改訂新版 世界大百科事典 「ウェルマン」の意味・わかりやすい解説
ウェルマン
William Augustus Wellman
生没年:1896-1975
アメリカの映画監督。第1回アカデミー作品賞を受賞した航空映画の名作《つばさ》(1927)の監督として有名だが,ハリウッドの映画製作がもっとも豊饒(ほうじよう)だった1930年代を中心に,いわゆる〈企業内監督studio director〉として多彩なジャンルをこなした。
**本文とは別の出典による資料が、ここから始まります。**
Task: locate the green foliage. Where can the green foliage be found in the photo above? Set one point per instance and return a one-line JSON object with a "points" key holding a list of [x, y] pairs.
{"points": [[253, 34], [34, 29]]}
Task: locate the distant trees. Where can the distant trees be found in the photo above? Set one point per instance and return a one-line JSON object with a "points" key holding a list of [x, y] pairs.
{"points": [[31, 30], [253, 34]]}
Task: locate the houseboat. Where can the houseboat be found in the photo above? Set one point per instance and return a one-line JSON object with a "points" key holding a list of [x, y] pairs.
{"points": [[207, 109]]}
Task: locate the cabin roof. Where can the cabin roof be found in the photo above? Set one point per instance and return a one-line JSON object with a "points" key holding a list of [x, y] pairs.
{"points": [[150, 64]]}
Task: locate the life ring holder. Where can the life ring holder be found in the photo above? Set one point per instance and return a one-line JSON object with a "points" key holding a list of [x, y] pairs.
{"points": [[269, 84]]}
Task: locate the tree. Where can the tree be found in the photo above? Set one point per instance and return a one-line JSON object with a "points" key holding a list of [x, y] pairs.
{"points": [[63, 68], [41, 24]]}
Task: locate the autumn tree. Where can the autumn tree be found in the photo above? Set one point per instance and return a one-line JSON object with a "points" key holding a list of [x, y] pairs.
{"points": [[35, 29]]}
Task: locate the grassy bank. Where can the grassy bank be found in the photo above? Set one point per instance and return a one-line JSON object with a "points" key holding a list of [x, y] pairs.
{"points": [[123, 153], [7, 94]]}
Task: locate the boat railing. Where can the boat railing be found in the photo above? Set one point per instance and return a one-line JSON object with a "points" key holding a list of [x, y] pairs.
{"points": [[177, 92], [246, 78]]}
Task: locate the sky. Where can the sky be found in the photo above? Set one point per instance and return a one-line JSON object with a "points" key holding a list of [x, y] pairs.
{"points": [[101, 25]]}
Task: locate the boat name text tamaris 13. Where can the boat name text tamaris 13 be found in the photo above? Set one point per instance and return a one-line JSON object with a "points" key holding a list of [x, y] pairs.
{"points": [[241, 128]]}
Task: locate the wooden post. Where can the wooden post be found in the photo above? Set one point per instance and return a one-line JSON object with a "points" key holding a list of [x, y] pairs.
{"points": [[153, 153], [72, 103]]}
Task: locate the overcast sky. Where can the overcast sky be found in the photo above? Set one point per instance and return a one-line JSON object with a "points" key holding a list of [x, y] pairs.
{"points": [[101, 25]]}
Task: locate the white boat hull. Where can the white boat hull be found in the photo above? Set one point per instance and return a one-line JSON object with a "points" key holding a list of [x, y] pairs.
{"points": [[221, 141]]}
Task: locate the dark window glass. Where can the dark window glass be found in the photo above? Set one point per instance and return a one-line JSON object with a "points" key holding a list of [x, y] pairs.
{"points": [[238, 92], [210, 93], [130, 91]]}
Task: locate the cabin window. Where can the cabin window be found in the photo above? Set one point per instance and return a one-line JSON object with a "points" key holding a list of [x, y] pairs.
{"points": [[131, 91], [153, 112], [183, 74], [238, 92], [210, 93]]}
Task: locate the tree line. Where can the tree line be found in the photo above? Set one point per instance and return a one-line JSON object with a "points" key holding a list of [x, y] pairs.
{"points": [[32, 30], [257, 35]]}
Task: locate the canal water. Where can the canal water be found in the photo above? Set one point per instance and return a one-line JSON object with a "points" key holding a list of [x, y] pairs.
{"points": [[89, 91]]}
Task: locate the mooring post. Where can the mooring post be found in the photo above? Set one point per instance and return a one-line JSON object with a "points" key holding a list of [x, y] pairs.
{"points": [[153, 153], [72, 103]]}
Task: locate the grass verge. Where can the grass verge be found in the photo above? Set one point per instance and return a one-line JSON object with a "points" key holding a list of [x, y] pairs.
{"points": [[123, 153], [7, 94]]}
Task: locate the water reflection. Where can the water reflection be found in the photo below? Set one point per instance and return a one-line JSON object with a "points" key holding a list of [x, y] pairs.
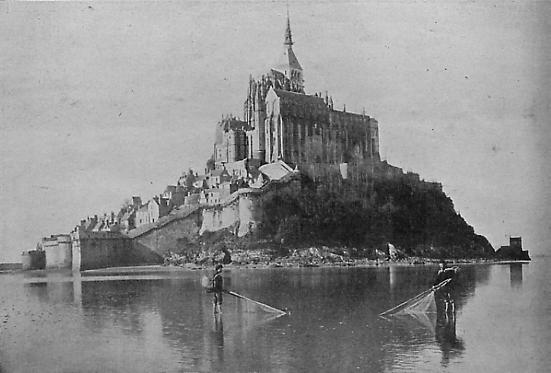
{"points": [[334, 324], [515, 272], [445, 334]]}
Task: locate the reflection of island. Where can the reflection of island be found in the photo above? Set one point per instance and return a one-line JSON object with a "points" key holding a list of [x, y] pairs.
{"points": [[515, 271]]}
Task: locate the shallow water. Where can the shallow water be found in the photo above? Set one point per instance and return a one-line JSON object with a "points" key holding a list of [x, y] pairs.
{"points": [[164, 322]]}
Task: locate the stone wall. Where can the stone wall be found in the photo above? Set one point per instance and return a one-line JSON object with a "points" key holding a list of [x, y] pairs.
{"points": [[169, 236], [58, 251], [92, 250], [34, 259]]}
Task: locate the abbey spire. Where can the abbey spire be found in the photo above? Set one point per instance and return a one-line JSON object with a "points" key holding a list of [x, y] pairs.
{"points": [[288, 64], [288, 35]]}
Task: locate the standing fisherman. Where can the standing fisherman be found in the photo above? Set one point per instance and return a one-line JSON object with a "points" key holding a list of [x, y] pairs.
{"points": [[217, 289], [444, 294]]}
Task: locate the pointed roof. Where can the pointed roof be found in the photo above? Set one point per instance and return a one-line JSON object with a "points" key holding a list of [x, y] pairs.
{"points": [[288, 35], [288, 59]]}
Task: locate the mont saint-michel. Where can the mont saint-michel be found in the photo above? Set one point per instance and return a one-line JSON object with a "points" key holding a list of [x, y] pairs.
{"points": [[274, 186], [292, 176]]}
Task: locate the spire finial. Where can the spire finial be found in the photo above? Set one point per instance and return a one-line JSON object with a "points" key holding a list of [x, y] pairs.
{"points": [[288, 36]]}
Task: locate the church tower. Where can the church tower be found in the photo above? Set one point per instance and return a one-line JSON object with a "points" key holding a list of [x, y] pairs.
{"points": [[287, 72]]}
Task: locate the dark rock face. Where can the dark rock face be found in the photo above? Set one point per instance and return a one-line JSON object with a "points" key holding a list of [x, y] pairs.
{"points": [[513, 251]]}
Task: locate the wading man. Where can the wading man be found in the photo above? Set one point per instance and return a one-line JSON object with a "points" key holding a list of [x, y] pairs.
{"points": [[217, 289], [443, 296]]}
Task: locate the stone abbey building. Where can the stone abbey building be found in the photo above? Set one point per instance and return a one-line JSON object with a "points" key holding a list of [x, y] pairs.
{"points": [[282, 122]]}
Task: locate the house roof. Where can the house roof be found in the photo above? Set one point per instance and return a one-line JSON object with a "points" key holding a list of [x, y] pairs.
{"points": [[276, 171], [219, 172]]}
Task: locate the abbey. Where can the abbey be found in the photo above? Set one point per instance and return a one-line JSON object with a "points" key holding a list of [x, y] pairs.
{"points": [[282, 122]]}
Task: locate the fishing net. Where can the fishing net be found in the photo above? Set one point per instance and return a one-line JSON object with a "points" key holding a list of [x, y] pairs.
{"points": [[421, 303], [245, 304]]}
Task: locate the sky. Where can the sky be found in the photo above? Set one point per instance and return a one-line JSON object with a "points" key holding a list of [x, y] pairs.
{"points": [[100, 101]]}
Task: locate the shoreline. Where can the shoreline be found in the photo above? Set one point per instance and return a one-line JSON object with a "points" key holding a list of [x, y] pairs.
{"points": [[362, 263], [276, 264]]}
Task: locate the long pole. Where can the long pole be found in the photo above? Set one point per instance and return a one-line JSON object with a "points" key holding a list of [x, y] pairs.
{"points": [[434, 288], [254, 301]]}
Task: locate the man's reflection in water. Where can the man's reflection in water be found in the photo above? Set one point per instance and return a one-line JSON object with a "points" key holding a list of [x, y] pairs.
{"points": [[444, 330], [515, 272], [219, 337]]}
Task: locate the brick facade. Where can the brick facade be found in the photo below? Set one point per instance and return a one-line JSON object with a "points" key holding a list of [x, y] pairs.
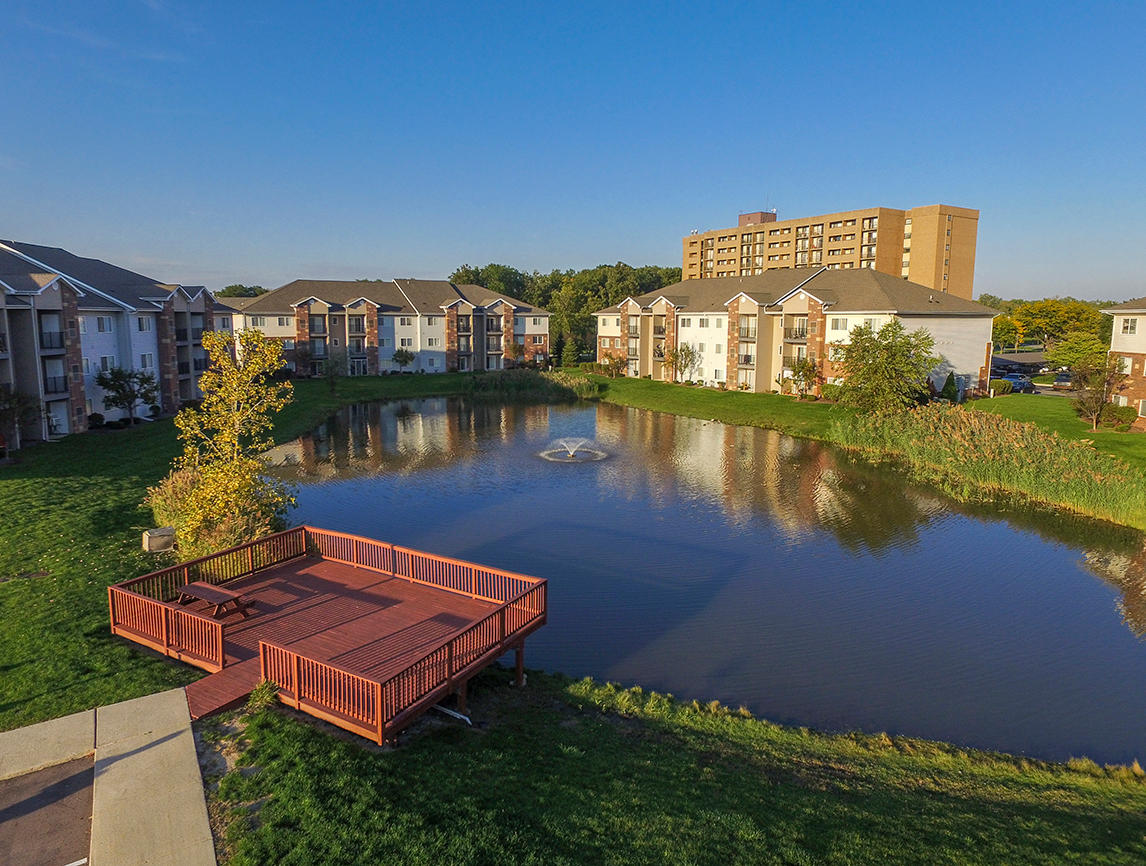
{"points": [[169, 359], [73, 359]]}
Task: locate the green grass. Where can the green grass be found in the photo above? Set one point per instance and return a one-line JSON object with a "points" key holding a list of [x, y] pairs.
{"points": [[572, 772], [1057, 415], [800, 418]]}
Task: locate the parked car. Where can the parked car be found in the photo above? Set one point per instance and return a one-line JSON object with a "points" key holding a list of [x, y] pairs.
{"points": [[1020, 384]]}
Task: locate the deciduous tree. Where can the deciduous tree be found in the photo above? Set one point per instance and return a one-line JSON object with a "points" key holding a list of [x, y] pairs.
{"points": [[886, 370], [127, 388]]}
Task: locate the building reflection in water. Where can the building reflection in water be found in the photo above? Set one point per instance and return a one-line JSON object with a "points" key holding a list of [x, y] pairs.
{"points": [[800, 486]]}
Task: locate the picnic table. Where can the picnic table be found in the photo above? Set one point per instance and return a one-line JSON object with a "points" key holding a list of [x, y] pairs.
{"points": [[216, 596]]}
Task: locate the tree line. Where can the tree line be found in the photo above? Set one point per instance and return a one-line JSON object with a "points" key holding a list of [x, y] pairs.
{"points": [[1048, 320], [571, 296]]}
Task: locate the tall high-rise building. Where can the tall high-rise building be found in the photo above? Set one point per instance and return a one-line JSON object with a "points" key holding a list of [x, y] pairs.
{"points": [[932, 245]]}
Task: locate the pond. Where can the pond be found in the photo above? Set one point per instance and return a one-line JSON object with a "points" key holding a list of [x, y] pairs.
{"points": [[742, 565]]}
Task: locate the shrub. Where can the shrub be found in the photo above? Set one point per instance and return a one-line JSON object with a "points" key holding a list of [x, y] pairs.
{"points": [[1114, 416]]}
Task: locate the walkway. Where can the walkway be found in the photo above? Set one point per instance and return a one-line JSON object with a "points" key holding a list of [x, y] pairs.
{"points": [[147, 798]]}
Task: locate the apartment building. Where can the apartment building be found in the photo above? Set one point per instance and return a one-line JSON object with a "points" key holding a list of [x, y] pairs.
{"points": [[361, 323], [65, 317], [748, 332], [932, 245], [1129, 340]]}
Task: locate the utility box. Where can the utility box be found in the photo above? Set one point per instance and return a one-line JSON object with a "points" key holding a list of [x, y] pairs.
{"points": [[156, 541]]}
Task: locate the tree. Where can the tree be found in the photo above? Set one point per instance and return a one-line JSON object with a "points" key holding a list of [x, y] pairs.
{"points": [[403, 357], [1096, 374], [127, 388], [886, 370], [218, 494], [16, 409], [237, 290], [570, 353], [805, 375]]}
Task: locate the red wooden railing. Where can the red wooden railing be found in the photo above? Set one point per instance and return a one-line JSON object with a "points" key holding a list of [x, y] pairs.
{"points": [[141, 608], [379, 708]]}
とりわけ,ジェームズ・キャグニーを不滅のギャングスターに仕立てた《民衆の敵》(1931)は,ホークス監督の《暗黒街の顔役》とともにギャング映画流行のきっかけを作り,《スタア誕生》は内幕物の名作となり(1937年アカデミー・オリジナルストーリー賞受賞),私刑をテーマに心理ドラマを西部劇にもちこんだ《オックスボウ事件》は〈アダルト・ウェスタン〉のはしりとして,《G・I・ジョー》(1945)は戦場をリアルに描いた新しい戦争映画として,それぞれのジャンルを活性化させ,単なる職人監督以上の足跡を残した。ニューヨーク生れ。第1次世界大戦中フランスの外人部隊に志願し,ラファイエット飛行隊に加わり,戦後,帰国して曲乗りパイロットなどを経て,フェアバンクスに招かれて俳優として1919年に映画界入り。飛行隊時代につけられた〈ワイルド・ビル〉のニックネームどおりの向こう意気と反骨精神の持主で,ハリウッドでも撮影所の首脳部やスターたちと衝突を繰り返した。58年,第1次大戦の体験を描いた自伝的な映画《これが戦争だ》(1958)を製作・監督するが,公開時にワーナー・ブラザースによって《ラファイエット飛行隊》と改題され,さらに結末をハッピーエンドに変えられ幻滅して引退。74年,ロサンゼルスで回顧上映が行われたが,〈保守的な反共主義〉映画《鉄のカーテン》(1948),《中共脱出》(1955)などに対する批判もあり,その評価は二分されたという。